How the Brain Made Room for Complex Social Ties

When APS Fellow and Janet Taylor Spence Award recipient Naomi Eisenberger was a graduate student, she ran an experiment in which study participants felt socially excluded: Participants situated in an fMRI machine played a virtual game of catch with two other players — or so they thought. In truth, they were playing catch with a computer, and no other human player was participating in the game. At some point, the other “players” quit passing the ball to the study participants, which led to feelings of exclusion.

In an interview with June Gruber for the Experts in Emotion series, Eisenberger says she was shocked when she compared her data to the data of a colleague who was running a study on experimental pain administration in irritable bowel syndrome patients.

“We each had our data up on our computer screens, and at some point we noticed just how similar our data looked,” Eisenberger said. “I was looking at a study on social rejection, she was looking at a study of physical pain in patients, and at some point, it became hard to tell which study you were looking at.”

Since social connectedness is extremely important for human survival, Eisenberger thinks that the brain has, as a result of evolution, adapted the systems already in place to help us avoid physical pain to also help us avoid social isolation, a state that is strongly correlated with health risks even to a similar degree as smoking cigarettes.

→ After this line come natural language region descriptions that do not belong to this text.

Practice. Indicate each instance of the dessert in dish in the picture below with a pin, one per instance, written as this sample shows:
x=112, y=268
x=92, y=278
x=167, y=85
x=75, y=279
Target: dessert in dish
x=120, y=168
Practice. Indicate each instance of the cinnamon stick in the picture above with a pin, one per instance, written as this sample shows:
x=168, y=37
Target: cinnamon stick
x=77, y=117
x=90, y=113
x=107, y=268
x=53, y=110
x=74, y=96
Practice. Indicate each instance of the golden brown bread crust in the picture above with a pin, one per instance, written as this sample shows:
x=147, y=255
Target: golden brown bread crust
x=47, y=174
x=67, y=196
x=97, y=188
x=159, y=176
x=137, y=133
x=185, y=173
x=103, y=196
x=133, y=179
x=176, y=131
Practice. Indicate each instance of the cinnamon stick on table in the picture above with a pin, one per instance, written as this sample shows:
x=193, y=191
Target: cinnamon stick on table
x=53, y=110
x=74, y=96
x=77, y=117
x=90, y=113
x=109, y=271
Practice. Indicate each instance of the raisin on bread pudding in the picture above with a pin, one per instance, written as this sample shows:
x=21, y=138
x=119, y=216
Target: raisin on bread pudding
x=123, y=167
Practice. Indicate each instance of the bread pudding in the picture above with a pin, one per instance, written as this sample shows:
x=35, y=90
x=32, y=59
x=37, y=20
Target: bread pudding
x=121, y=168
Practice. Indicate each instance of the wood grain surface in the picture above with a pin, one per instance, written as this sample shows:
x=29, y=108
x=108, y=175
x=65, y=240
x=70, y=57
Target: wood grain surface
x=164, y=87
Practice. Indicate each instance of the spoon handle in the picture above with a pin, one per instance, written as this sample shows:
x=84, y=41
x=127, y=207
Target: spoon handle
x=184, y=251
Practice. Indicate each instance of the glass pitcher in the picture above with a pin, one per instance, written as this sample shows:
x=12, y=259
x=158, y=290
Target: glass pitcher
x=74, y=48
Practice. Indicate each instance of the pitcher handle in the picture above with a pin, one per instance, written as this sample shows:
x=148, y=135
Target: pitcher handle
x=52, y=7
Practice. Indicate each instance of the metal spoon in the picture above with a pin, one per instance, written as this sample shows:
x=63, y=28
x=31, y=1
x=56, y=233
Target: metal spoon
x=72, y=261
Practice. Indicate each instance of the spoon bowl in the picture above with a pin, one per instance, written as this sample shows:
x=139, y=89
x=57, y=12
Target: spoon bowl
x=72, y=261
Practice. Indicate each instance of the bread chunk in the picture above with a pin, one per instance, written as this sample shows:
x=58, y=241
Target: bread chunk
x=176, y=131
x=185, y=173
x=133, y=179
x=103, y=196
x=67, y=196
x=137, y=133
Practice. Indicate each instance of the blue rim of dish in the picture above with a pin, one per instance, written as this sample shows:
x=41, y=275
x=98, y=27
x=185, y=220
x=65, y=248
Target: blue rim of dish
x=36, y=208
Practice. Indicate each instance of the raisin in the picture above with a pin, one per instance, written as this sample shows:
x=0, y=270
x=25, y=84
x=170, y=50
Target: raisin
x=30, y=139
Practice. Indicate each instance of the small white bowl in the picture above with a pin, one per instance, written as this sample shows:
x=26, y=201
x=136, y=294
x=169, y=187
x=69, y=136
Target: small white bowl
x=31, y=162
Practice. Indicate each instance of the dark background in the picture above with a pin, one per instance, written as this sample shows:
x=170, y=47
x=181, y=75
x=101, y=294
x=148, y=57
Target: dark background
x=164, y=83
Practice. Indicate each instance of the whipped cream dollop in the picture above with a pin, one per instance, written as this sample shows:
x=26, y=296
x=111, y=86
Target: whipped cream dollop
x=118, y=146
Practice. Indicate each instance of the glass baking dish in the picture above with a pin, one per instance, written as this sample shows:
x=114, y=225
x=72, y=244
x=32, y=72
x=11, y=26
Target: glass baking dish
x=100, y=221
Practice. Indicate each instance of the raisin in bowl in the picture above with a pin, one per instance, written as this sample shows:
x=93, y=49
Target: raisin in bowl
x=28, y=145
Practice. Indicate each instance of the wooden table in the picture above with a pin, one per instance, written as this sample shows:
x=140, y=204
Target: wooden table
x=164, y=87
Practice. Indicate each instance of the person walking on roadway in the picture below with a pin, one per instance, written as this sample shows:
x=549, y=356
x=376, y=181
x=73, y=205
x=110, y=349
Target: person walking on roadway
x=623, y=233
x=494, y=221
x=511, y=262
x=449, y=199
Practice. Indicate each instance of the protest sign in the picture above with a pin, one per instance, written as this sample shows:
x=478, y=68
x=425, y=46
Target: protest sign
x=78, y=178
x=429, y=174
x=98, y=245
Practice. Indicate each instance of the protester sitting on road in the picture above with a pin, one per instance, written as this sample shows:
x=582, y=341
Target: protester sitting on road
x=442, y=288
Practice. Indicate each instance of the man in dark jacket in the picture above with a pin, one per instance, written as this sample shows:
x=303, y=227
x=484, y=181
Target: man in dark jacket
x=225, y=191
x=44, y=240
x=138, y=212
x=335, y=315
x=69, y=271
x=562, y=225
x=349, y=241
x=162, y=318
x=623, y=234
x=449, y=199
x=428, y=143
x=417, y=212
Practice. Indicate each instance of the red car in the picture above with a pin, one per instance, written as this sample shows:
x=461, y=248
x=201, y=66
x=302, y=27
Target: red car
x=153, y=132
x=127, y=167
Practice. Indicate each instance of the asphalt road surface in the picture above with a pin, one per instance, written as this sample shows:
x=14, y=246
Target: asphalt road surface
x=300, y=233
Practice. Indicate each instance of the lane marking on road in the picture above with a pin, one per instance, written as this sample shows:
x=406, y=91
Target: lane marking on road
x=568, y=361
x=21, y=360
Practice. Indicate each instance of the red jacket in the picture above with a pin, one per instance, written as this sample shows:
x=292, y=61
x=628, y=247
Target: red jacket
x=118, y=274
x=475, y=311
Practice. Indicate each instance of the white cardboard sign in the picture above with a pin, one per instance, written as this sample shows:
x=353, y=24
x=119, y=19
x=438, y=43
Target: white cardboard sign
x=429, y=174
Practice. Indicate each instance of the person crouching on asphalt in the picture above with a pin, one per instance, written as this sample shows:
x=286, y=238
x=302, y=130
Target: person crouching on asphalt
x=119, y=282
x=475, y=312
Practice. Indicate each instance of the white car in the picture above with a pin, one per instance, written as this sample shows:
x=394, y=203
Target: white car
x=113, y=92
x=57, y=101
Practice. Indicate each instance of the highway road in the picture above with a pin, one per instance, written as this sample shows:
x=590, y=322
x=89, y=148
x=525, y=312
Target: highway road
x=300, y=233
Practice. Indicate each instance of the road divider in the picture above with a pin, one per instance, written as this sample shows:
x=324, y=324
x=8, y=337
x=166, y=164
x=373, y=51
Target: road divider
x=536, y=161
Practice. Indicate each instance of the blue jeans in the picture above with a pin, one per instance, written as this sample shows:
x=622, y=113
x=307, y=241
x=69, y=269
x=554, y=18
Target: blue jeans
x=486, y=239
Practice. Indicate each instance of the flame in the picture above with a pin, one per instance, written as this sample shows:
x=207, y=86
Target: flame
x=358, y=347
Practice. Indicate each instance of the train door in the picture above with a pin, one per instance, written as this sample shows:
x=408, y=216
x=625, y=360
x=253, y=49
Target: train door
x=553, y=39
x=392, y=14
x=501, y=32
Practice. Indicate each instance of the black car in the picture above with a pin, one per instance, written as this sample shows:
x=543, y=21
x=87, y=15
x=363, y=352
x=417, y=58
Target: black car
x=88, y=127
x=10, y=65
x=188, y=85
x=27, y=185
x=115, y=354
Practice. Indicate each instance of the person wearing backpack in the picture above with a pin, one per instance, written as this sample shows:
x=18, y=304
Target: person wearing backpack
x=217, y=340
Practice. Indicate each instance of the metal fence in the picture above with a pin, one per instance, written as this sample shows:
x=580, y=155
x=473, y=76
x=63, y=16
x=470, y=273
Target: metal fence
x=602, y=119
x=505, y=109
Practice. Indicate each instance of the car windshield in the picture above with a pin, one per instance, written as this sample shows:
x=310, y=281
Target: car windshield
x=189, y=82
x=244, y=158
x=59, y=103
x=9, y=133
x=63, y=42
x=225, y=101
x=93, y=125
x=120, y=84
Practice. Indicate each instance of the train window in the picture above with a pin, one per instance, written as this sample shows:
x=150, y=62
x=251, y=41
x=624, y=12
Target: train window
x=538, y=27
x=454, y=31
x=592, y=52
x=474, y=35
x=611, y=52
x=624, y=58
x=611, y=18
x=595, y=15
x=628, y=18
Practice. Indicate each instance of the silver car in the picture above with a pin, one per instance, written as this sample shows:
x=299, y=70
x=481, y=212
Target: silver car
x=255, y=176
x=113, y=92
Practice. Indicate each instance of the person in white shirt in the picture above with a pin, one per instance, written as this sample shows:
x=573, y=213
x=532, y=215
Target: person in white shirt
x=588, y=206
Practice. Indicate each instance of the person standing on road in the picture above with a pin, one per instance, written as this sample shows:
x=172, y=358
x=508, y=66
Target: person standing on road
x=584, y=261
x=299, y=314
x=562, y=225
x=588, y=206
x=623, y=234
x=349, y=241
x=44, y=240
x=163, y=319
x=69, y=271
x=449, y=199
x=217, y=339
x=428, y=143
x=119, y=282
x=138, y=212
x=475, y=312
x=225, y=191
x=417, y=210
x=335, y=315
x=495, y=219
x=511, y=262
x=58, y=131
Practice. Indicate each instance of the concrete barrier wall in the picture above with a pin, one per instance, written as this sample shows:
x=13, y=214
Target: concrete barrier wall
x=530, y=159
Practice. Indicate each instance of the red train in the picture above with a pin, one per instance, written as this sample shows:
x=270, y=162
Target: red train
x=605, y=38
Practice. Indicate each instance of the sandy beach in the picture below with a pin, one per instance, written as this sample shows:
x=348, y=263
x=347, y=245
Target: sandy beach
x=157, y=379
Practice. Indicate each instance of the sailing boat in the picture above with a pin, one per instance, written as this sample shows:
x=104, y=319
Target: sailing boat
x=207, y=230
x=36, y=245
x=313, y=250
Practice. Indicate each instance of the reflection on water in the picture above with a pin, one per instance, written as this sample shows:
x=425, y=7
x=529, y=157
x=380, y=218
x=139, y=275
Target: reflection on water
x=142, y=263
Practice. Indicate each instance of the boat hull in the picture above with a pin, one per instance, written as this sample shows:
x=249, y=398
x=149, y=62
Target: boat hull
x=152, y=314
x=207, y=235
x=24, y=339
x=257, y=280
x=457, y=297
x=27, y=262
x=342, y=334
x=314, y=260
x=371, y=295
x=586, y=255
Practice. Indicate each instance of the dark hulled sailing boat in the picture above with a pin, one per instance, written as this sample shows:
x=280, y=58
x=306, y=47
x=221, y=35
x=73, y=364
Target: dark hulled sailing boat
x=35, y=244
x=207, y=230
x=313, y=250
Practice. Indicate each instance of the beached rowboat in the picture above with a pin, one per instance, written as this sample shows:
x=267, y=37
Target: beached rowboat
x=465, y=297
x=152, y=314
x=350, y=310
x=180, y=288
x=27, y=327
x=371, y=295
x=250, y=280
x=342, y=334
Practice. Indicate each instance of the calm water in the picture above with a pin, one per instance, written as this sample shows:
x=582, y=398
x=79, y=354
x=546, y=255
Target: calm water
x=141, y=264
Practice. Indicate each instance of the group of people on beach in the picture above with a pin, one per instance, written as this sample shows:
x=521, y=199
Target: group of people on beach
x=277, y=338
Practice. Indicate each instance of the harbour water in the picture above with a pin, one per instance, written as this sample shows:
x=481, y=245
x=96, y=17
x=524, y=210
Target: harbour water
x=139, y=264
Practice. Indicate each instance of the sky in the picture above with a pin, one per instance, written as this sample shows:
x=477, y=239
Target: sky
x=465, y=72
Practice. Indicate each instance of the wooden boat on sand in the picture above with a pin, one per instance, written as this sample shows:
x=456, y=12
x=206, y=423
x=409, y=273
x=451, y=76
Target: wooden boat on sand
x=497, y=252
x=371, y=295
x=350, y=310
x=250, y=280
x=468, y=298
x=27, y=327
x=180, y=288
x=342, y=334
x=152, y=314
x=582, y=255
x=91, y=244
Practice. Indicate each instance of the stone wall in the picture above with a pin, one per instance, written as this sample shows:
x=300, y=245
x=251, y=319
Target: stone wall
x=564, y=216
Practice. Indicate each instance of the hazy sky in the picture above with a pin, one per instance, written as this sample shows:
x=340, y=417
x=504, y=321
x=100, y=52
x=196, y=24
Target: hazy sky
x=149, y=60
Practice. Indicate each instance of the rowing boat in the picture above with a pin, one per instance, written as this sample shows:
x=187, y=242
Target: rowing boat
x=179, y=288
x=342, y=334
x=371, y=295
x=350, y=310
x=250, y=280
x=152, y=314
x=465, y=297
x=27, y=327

More recently, Eisenberger has focused on some of the more positive ways in which the human brain may have adapted to encourage social connectedness. She is currently working to identify “more basic neural systems” that have been adapted to reinforce social connectedness. This follows the same vein of her earlier work identifying basic neural systems that respond to social pain. One experiment has shown that key neural circuitry activated by physical sensations of warmth is also activated when study participants read warm, meaningful notes written by their loved ones.

In the long term, Eisenberger says that she would like to contribute to the development of an overarching theoretical framework for the neural basis of emotions.